# Rakoczy March: CSO & Georg Solti (Sony) - help locating recording



## AlienDave (Jul 5, 2016)

My laserdisc recording of the Chicago Symphony Orchestra (Georg Solti) performance of Beethoven (the Fifth, ... I think) and of their encore - the Rakoczy March - was destroyed during a move about ten years ago. I've periodically searched for a DVD or CD or ??? version of this recording - but have been unsuccessful. Anyone know where I might secure such a recording?

Were I to find another laserdisc version - I'm not even sure I could find a laserdisc player to use to transfer the recording to another format - but would be happy just to have such a disc. Yet I prefer a recording that is already in another format.

I've communicated several times with various folks at the CSO - no luck to-date. No response from Sony - although I didn't expect one.

I LOVE this CSO recording of the Rakoczy March - so vibrant, detailed, and a great example of an orchestra exploring the edge of control.
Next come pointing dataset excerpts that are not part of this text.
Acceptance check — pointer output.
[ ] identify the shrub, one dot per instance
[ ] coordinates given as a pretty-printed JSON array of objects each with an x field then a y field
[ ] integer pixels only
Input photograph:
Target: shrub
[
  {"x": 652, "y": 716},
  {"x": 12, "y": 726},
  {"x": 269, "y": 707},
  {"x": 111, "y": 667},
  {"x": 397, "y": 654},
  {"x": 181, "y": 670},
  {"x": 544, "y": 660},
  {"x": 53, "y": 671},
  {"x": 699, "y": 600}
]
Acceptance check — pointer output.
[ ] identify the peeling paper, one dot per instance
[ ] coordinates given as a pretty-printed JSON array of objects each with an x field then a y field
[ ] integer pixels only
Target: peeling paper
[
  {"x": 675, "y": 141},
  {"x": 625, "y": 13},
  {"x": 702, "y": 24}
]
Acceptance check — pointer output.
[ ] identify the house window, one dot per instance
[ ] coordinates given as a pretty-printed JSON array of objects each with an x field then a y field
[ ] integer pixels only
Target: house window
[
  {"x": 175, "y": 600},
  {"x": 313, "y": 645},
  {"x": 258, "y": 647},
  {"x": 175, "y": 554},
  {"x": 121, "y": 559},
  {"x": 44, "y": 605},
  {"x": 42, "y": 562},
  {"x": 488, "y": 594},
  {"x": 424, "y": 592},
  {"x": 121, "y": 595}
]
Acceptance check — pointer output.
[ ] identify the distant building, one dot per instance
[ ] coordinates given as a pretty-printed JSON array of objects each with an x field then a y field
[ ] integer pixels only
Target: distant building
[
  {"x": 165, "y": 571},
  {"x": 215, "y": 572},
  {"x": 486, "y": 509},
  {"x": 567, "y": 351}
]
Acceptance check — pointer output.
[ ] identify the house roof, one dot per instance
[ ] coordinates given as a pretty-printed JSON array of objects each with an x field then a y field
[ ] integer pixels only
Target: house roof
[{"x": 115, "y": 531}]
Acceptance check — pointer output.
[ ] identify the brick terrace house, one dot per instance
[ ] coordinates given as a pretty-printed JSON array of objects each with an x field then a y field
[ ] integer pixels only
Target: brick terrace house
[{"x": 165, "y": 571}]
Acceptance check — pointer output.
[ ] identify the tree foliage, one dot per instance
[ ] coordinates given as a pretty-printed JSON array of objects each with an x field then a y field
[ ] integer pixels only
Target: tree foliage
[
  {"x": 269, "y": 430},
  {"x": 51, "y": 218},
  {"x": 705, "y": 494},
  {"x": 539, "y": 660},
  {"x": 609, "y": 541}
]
Only the Bernstein/NYP version comes close IMO.

Grateful for any help at all - even suggestions for how to better search for this piece.


Dave


----------



## hustlefan (Apr 29, 2016)

Looks like it was released on DVD and is available used from Amazon:

https://www.amazon.com/Solti-conducts-Chicago-Symphony-Orchestra/dp/B008FP980A


----------



## Pugg (Aug 8, 2014)

hustlefan said:


> Looks like it was released on DVD and is available used from Amazon:
> 
> https://www.amazon.com/Solti-conducts-Chicago-Symphony-Orchestra/dp/B008FP980A


You beat me by just one minute :tiphat:


----------